The first night after the action, when they had made camp in the confusion of darkness, Gord had recognized the new confidence in the group.
There had been thunderclaps above them and sometimes the nearness of the sheet lightning had thrown pale light onto the small clearing they had made for the bivouac. Gord had sat away from the group, that was his fashion, and had heard the excited whispering of Harpo and Groucho as they told Zeppo what they had achieved. And he thought Jorge had strutted for the first time, as if a conceit ate at him. The Archaeologist wanted to talk with him, and was ignored by Gord, too tired and too much running in his mind; he would have said that the Archaeologist had walked well under the load that had been given him, and he had made a mental note to get boots for him when they hit the civilization trail, but he couldn’t bother himself to talk with the man.

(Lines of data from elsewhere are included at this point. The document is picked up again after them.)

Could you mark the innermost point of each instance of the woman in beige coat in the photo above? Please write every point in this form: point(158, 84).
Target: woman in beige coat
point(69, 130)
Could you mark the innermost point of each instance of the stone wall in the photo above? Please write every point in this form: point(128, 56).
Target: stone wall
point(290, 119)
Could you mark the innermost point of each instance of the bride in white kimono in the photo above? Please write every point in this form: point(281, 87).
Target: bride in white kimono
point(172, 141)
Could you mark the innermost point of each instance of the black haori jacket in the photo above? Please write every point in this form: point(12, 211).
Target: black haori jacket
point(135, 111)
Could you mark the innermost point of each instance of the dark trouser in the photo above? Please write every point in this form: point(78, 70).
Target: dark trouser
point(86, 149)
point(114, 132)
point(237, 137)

The next morning, moving off after the camp site had been cleared and the latrine pit filled in and the rubbish buried, Gord had seen that the performance on the march was reduced. He had taken the role of routemaster. He alternated between leading with Eff and Vee and Zed, slashing alongside them when there was no trail and when there was no possibility of crawling under low growth, and taking the back-marker where he could push and chivvy at Zeppo and Harpo and Groucho.
He believed their loathing of him was building.
Zeppo sitting down when they were stopped ahead and when the column had moved again he had stayed sitting, massaging the weight of his stomach, stroking it as if it were a cat’s back, and complained to Gord that it was time for the rest halt, and it was four minutes and twenty-eight seconds short of the schedule for the next rest halt. He dragged Zeppo up, propelled him forward.
‘. . . We never needed you. Better you had not come . . .’
The middle of the morning, and Harpo in mid-march unslinging his pack and bitching at the opened sores on his shoulders and calling for the new recruit Indians to carry his pack for him, smearing with a muddied cloth across the hairless width of his scalp, and the shouting match had developed because Gord would not tolerate it and Eff and Vee and Zed and the new recruits were already laden beyond their fair share and had the cart of the flame thrower.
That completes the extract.